Two CR-LF injection points have been discovered in the Python standard library
for `SMTP` interaction (client perspective) named `smtplib` that may allow a
malicious user with direct access to `smtplib.SMTP(..., local_hostname, ..)` or
`smtplib.SMTP(...).mail(..., options)` to inject a CR-LF control sequence to
inject arbitrary `SMTP` commands into the protocol stream.
The root cause of this is likely to be found in the design of the `putcmd(cmd,
args)` method, that fails to validate that `cmd` nor `args` contains any
protocol control sequences (i.e. `CR-LF`).

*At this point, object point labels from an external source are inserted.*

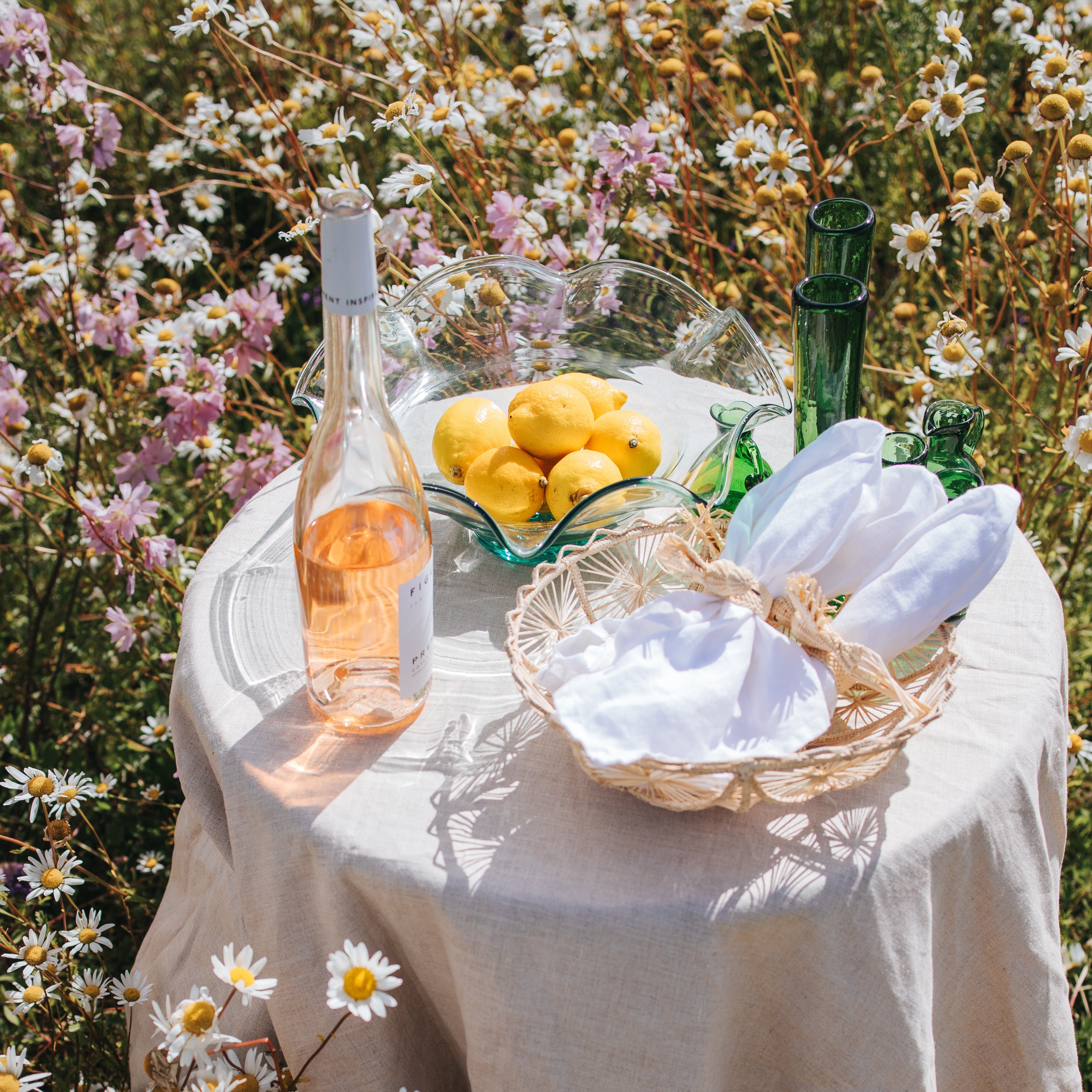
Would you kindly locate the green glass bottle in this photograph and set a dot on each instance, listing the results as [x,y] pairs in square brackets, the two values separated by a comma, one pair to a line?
[839,238]
[953,431]
[829,314]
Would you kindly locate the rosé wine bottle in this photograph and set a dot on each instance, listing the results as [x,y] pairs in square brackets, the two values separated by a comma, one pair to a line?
[363,540]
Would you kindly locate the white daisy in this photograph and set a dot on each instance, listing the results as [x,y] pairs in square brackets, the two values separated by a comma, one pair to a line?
[38,463]
[282,272]
[242,972]
[32,784]
[1078,443]
[88,935]
[211,316]
[1053,66]
[202,204]
[197,17]
[71,791]
[169,155]
[30,994]
[949,360]
[210,448]
[360,982]
[1015,18]
[155,729]
[333,132]
[954,103]
[782,160]
[915,242]
[52,875]
[1076,350]
[195,1030]
[88,989]
[131,989]
[982,204]
[949,33]
[105,783]
[408,184]
[150,863]
[12,1063]
[739,150]
[125,271]
[37,953]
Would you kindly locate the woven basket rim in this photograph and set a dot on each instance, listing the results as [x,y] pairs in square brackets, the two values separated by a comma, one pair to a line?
[942,667]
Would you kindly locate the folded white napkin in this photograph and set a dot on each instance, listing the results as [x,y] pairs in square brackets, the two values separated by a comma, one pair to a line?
[697,678]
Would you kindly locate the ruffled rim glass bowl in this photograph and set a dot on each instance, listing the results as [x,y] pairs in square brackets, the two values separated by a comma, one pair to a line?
[490,326]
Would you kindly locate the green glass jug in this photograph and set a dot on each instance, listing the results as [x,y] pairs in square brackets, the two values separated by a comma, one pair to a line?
[953,431]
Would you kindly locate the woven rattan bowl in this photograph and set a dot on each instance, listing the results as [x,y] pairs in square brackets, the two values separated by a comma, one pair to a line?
[615,574]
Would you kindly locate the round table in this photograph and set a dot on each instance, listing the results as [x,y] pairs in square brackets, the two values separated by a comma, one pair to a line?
[557,935]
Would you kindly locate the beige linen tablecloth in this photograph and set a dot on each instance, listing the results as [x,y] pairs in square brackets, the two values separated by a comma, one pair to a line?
[557,935]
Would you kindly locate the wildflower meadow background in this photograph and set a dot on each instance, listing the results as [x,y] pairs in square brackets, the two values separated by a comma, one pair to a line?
[160,174]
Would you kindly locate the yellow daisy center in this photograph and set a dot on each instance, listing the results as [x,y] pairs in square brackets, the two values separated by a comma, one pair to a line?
[241,976]
[918,241]
[198,1017]
[953,104]
[361,983]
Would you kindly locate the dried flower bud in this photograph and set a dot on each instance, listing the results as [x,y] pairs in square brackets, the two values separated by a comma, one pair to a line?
[1054,108]
[918,110]
[492,294]
[1080,148]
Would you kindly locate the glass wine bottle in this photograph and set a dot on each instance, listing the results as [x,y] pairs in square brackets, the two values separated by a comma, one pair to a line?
[364,544]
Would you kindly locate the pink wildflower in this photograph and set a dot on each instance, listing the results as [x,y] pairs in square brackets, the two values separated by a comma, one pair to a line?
[137,467]
[106,528]
[196,397]
[268,456]
[122,630]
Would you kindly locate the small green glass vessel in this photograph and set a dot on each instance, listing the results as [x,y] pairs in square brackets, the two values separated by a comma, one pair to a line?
[904,448]
[953,431]
[839,238]
[829,314]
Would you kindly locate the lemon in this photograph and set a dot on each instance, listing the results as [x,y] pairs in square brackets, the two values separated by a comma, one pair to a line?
[601,396]
[550,420]
[507,483]
[629,440]
[467,430]
[576,478]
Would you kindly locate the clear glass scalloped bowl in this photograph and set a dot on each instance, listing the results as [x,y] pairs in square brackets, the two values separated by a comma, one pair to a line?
[491,326]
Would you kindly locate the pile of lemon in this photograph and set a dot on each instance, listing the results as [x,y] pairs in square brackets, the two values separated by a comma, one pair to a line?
[570,435]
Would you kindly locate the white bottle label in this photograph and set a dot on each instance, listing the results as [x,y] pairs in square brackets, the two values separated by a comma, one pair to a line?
[415,633]
[349,267]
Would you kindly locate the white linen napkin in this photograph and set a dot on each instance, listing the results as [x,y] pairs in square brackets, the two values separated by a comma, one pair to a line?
[694,677]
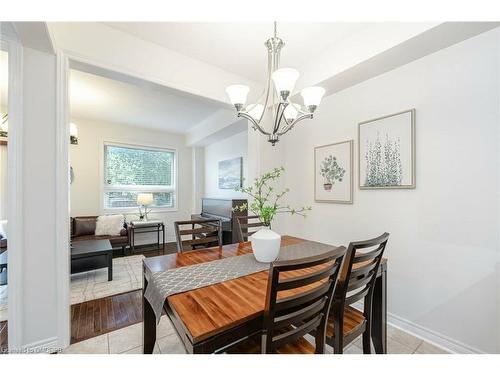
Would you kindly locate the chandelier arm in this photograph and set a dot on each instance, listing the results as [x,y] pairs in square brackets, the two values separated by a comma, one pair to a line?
[279,117]
[298,119]
[254,123]
[269,68]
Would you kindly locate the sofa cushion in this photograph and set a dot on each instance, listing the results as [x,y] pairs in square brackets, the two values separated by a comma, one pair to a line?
[84,225]
[109,225]
[116,241]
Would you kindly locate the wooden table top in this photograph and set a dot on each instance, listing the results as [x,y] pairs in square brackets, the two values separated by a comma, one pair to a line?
[207,311]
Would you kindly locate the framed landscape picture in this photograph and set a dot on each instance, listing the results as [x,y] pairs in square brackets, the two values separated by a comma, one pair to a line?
[386,147]
[230,173]
[333,172]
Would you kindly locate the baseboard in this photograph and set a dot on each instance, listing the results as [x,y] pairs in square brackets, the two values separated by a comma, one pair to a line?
[441,341]
[435,338]
[47,346]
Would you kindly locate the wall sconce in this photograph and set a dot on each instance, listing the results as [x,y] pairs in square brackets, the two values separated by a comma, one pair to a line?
[73,134]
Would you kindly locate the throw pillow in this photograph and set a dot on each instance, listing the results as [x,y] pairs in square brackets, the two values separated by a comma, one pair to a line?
[109,225]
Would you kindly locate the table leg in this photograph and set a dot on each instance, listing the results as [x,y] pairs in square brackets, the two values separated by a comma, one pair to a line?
[110,266]
[379,314]
[132,241]
[148,324]
[163,245]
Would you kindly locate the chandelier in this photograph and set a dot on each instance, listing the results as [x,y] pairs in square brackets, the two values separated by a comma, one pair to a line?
[276,96]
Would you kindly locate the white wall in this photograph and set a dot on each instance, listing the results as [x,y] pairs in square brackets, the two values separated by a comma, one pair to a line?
[3,181]
[444,247]
[38,297]
[86,160]
[229,148]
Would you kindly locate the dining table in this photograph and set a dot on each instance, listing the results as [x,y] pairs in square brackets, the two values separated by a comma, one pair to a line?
[211,318]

It is recommended to reject or encode `\r\n` in `putcmd()` and enforce that
potential multi-line commands call `putcmd()` multiple times to avoid that
malicious input breaks the expected context of the method and hence cause
unexpected behavior. For reference, the `DATA` command (multi-line) would not
be affected by this change as it calls `putcmd()` only once and continues with
directly interacting with the socket to submit the body.
## Details
### Description
The root cause of this (and probably also some earlier reported CR-LF
injections) is the method `putcmd()` in `lib/smtplib.py`[3]. The method is
called by multiple commands and does not validate that neither `cmd` nor `args`
contains any `CRLF` sequences.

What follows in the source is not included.